Nikah Beda Agama dan Akar Perdebatannya

  • Whatsapp

Oleh: H. Asmu’i Syarkowi
(Hakim Pengadilan Agama Semarang Kelas I A)

Saat menyusun putusan penulis mengernyitkan dahi beberapa saat. Bukti surat perkara waris itu, salah satunya, berupa akta perkawinan. Bukan dari KUA layaknya bukti pernikahan orang Islam lainnya, tetapi dari Kantor Catatan Sipil. Melihat bukti pernikahan tersebut penulis segera berasumsi pasti pernikahan pasangan yang menjadi salah satu pihak dalam perkara ini melakukan perkawinan tidak secara Islam. Dan, yang lebih membuat galau penulis sebagai pemeriksa perkara ini adalah jangan-jangan yang bersangkutan juga bukan seorang muslim. Kalau dugaan terakhir ini benar, tentu berbuntut serius secara hukum. Sebab, kalau benar terbukti bukan seorang muslim pasti tidak mempunyai kapasitas sebagai pihak dalam perkara waris Islam. Yang demikian berarti pemeriksa perkara sudah kecolongan. Kalau hal ini tercium oleh pengawas, mungkin menjadi santapan empuk sebagai bahan laporan, bahwa hakim kurang teliti dalam melakukan pemeriksaan perkara. Atau, bisa jadi jangan-jangan selanjutnya berbuntut munculnya kualifikasi, bahwa hakim pemeriksa perkara telah melakukan perbuatan unprofessional conduct.

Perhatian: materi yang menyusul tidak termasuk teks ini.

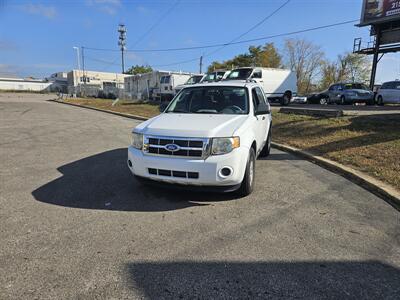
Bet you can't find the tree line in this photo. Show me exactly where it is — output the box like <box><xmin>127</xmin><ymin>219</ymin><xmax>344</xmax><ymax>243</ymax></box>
<box><xmin>208</xmin><ymin>39</ymin><xmax>371</xmax><ymax>95</ymax></box>
<box><xmin>125</xmin><ymin>39</ymin><xmax>371</xmax><ymax>95</ymax></box>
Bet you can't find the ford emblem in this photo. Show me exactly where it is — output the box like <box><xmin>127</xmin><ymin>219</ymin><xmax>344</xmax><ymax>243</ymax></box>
<box><xmin>165</xmin><ymin>144</ymin><xmax>180</xmax><ymax>152</ymax></box>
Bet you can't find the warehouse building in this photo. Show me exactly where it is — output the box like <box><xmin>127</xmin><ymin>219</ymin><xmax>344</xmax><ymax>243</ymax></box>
<box><xmin>67</xmin><ymin>70</ymin><xmax>132</xmax><ymax>98</ymax></box>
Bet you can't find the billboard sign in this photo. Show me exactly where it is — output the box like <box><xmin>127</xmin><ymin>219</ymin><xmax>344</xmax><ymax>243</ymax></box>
<box><xmin>360</xmin><ymin>0</ymin><xmax>400</xmax><ymax>25</ymax></box>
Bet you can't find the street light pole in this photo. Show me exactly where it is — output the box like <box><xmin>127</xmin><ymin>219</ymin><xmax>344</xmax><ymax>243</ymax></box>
<box><xmin>72</xmin><ymin>46</ymin><xmax>81</xmax><ymax>70</ymax></box>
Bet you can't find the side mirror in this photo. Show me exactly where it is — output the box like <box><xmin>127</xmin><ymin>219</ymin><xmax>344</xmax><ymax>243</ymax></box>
<box><xmin>159</xmin><ymin>101</ymin><xmax>169</xmax><ymax>112</ymax></box>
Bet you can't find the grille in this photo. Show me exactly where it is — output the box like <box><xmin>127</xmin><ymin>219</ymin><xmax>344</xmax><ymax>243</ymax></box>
<box><xmin>149</xmin><ymin>168</ymin><xmax>199</xmax><ymax>179</ymax></box>
<box><xmin>144</xmin><ymin>137</ymin><xmax>207</xmax><ymax>158</ymax></box>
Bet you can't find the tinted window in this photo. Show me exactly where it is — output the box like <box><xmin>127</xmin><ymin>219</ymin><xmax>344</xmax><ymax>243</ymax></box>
<box><xmin>253</xmin><ymin>70</ymin><xmax>262</xmax><ymax>78</ymax></box>
<box><xmin>226</xmin><ymin>68</ymin><xmax>253</xmax><ymax>80</ymax></box>
<box><xmin>166</xmin><ymin>86</ymin><xmax>249</xmax><ymax>115</ymax></box>
<box><xmin>251</xmin><ymin>87</ymin><xmax>269</xmax><ymax>113</ymax></box>
<box><xmin>344</xmin><ymin>83</ymin><xmax>368</xmax><ymax>90</ymax></box>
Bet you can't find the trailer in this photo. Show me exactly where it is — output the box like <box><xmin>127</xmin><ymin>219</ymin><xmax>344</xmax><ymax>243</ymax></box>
<box><xmin>125</xmin><ymin>70</ymin><xmax>193</xmax><ymax>101</ymax></box>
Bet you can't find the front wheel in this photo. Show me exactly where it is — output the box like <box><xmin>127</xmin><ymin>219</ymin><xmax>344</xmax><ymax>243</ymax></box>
<box><xmin>238</xmin><ymin>148</ymin><xmax>256</xmax><ymax>197</ymax></box>
<box><xmin>259</xmin><ymin>128</ymin><xmax>272</xmax><ymax>157</ymax></box>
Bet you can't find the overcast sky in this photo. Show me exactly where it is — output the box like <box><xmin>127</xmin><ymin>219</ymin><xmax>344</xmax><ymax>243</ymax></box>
<box><xmin>0</xmin><ymin>0</ymin><xmax>400</xmax><ymax>82</ymax></box>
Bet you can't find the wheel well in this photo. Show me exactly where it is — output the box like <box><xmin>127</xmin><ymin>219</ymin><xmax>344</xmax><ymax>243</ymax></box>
<box><xmin>284</xmin><ymin>90</ymin><xmax>293</xmax><ymax>98</ymax></box>
<box><xmin>251</xmin><ymin>141</ymin><xmax>257</xmax><ymax>155</ymax></box>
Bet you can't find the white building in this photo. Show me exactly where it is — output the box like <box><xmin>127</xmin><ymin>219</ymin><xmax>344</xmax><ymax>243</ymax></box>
<box><xmin>67</xmin><ymin>70</ymin><xmax>131</xmax><ymax>98</ymax></box>
<box><xmin>125</xmin><ymin>70</ymin><xmax>194</xmax><ymax>100</ymax></box>
<box><xmin>0</xmin><ymin>77</ymin><xmax>52</xmax><ymax>92</ymax></box>
<box><xmin>46</xmin><ymin>72</ymin><xmax>68</xmax><ymax>93</ymax></box>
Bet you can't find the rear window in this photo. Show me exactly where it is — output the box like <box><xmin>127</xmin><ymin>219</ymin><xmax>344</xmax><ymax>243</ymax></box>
<box><xmin>226</xmin><ymin>68</ymin><xmax>253</xmax><ymax>80</ymax></box>
<box><xmin>344</xmin><ymin>83</ymin><xmax>368</xmax><ymax>90</ymax></box>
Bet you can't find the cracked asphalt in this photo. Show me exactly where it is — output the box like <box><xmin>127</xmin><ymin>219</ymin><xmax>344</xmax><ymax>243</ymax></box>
<box><xmin>0</xmin><ymin>94</ymin><xmax>400</xmax><ymax>299</ymax></box>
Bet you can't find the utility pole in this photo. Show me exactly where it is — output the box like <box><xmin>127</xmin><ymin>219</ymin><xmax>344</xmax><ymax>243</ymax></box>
<box><xmin>79</xmin><ymin>47</ymin><xmax>86</xmax><ymax>95</ymax></box>
<box><xmin>118</xmin><ymin>24</ymin><xmax>126</xmax><ymax>74</ymax></box>
<box><xmin>200</xmin><ymin>55</ymin><xmax>203</xmax><ymax>74</ymax></box>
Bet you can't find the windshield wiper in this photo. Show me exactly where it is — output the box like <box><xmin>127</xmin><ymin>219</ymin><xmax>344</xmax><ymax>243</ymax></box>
<box><xmin>167</xmin><ymin>109</ymin><xmax>189</xmax><ymax>114</ymax></box>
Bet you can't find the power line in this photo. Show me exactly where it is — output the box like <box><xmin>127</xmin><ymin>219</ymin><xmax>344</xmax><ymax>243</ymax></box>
<box><xmin>132</xmin><ymin>0</ymin><xmax>180</xmax><ymax>47</ymax></box>
<box><xmin>145</xmin><ymin>19</ymin><xmax>359</xmax><ymax>67</ymax></box>
<box><xmin>99</xmin><ymin>0</ymin><xmax>180</xmax><ymax>73</ymax></box>
<box><xmin>203</xmin><ymin>0</ymin><xmax>290</xmax><ymax>56</ymax></box>
<box><xmin>85</xmin><ymin>19</ymin><xmax>359</xmax><ymax>52</ymax></box>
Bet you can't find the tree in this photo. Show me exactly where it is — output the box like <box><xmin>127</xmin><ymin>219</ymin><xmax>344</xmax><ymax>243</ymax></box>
<box><xmin>125</xmin><ymin>65</ymin><xmax>153</xmax><ymax>75</ymax></box>
<box><xmin>285</xmin><ymin>39</ymin><xmax>325</xmax><ymax>95</ymax></box>
<box><xmin>208</xmin><ymin>43</ymin><xmax>282</xmax><ymax>72</ymax></box>
<box><xmin>320</xmin><ymin>52</ymin><xmax>371</xmax><ymax>89</ymax></box>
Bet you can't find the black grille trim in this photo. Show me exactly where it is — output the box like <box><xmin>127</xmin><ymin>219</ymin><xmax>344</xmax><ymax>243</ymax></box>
<box><xmin>148</xmin><ymin>168</ymin><xmax>199</xmax><ymax>179</ymax></box>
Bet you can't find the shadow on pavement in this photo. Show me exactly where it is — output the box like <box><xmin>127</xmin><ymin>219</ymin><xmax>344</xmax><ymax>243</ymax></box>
<box><xmin>32</xmin><ymin>148</ymin><xmax>241</xmax><ymax>211</ymax></box>
<box><xmin>127</xmin><ymin>261</ymin><xmax>400</xmax><ymax>299</ymax></box>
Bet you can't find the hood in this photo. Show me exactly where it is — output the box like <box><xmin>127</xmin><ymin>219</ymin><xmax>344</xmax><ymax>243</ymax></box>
<box><xmin>135</xmin><ymin>113</ymin><xmax>248</xmax><ymax>138</ymax></box>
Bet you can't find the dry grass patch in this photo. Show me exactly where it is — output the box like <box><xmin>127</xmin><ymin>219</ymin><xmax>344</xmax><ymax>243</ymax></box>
<box><xmin>273</xmin><ymin>113</ymin><xmax>400</xmax><ymax>190</ymax></box>
<box><xmin>64</xmin><ymin>98</ymin><xmax>160</xmax><ymax>118</ymax></box>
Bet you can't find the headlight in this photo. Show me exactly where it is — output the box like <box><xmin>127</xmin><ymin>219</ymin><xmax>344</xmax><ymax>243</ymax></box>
<box><xmin>131</xmin><ymin>132</ymin><xmax>143</xmax><ymax>150</ymax></box>
<box><xmin>211</xmin><ymin>136</ymin><xmax>240</xmax><ymax>155</ymax></box>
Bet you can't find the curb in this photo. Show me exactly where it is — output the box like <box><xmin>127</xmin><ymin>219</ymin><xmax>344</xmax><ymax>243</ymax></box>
<box><xmin>48</xmin><ymin>99</ymin><xmax>400</xmax><ymax>211</ymax></box>
<box><xmin>272</xmin><ymin>142</ymin><xmax>400</xmax><ymax>211</ymax></box>
<box><xmin>48</xmin><ymin>99</ymin><xmax>149</xmax><ymax>121</ymax></box>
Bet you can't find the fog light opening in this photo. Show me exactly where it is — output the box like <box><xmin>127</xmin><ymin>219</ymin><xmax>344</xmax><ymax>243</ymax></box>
<box><xmin>219</xmin><ymin>167</ymin><xmax>233</xmax><ymax>178</ymax></box>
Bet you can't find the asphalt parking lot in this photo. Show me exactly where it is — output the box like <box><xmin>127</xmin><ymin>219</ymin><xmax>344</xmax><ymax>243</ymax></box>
<box><xmin>0</xmin><ymin>94</ymin><xmax>400</xmax><ymax>299</ymax></box>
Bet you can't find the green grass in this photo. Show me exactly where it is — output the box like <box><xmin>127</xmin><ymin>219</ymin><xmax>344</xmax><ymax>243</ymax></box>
<box><xmin>273</xmin><ymin>113</ymin><xmax>400</xmax><ymax>190</ymax></box>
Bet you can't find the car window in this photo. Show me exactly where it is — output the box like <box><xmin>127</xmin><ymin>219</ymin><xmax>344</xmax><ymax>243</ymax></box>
<box><xmin>252</xmin><ymin>70</ymin><xmax>262</xmax><ymax>78</ymax></box>
<box><xmin>251</xmin><ymin>87</ymin><xmax>269</xmax><ymax>113</ymax></box>
<box><xmin>166</xmin><ymin>86</ymin><xmax>249</xmax><ymax>115</ymax></box>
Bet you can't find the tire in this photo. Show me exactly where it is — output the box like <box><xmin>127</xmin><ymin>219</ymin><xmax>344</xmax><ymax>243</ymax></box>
<box><xmin>259</xmin><ymin>126</ymin><xmax>272</xmax><ymax>157</ymax></box>
<box><xmin>319</xmin><ymin>97</ymin><xmax>329</xmax><ymax>105</ymax></box>
<box><xmin>238</xmin><ymin>148</ymin><xmax>256</xmax><ymax>197</ymax></box>
<box><xmin>378</xmin><ymin>96</ymin><xmax>385</xmax><ymax>106</ymax></box>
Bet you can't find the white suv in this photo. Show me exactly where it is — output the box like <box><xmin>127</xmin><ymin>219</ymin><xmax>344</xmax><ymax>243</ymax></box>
<box><xmin>128</xmin><ymin>81</ymin><xmax>272</xmax><ymax>196</ymax></box>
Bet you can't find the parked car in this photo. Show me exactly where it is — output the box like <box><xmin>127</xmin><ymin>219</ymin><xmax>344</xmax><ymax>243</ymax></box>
<box><xmin>175</xmin><ymin>75</ymin><xmax>204</xmax><ymax>94</ymax></box>
<box><xmin>321</xmin><ymin>83</ymin><xmax>374</xmax><ymax>105</ymax></box>
<box><xmin>307</xmin><ymin>90</ymin><xmax>328</xmax><ymax>105</ymax></box>
<box><xmin>291</xmin><ymin>96</ymin><xmax>307</xmax><ymax>104</ymax></box>
<box><xmin>225</xmin><ymin>67</ymin><xmax>297</xmax><ymax>105</ymax></box>
<box><xmin>128</xmin><ymin>81</ymin><xmax>272</xmax><ymax>196</ymax></box>
<box><xmin>376</xmin><ymin>80</ymin><xmax>400</xmax><ymax>105</ymax></box>
<box><xmin>200</xmin><ymin>70</ymin><xmax>229</xmax><ymax>83</ymax></box>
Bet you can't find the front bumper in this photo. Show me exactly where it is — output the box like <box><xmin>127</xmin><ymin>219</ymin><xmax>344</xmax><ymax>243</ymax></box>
<box><xmin>345</xmin><ymin>95</ymin><xmax>374</xmax><ymax>102</ymax></box>
<box><xmin>128</xmin><ymin>146</ymin><xmax>249</xmax><ymax>189</ymax></box>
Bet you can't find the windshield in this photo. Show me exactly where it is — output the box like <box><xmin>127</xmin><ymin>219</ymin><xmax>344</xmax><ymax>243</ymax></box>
<box><xmin>165</xmin><ymin>86</ymin><xmax>249</xmax><ymax>115</ymax></box>
<box><xmin>185</xmin><ymin>75</ymin><xmax>203</xmax><ymax>84</ymax></box>
<box><xmin>226</xmin><ymin>68</ymin><xmax>253</xmax><ymax>80</ymax></box>
<box><xmin>344</xmin><ymin>83</ymin><xmax>368</xmax><ymax>90</ymax></box>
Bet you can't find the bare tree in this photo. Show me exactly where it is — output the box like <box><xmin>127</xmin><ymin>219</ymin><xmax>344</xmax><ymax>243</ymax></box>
<box><xmin>285</xmin><ymin>39</ymin><xmax>325</xmax><ymax>94</ymax></box>
<box><xmin>320</xmin><ymin>53</ymin><xmax>371</xmax><ymax>89</ymax></box>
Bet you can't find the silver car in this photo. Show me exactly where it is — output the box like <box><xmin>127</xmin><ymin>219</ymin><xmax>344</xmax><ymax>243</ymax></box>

Kegalauan penulis segera berakhir ketika melihat alat bukti lain mengenai idintitas resmi yang bersangkutan. Ternyata yang nikah dan dicatatkan di Kantor Pencatatan Sipil serta menjadi pihak dalam perkara waris ini adalah seorang yang bergama Islam (muslimah). Eni ( bukan nama sebenarnya) yang beragama Islam itu telah menikah dengan Bambang (juga bukan nama sebenarnya) yang beragama Katholik.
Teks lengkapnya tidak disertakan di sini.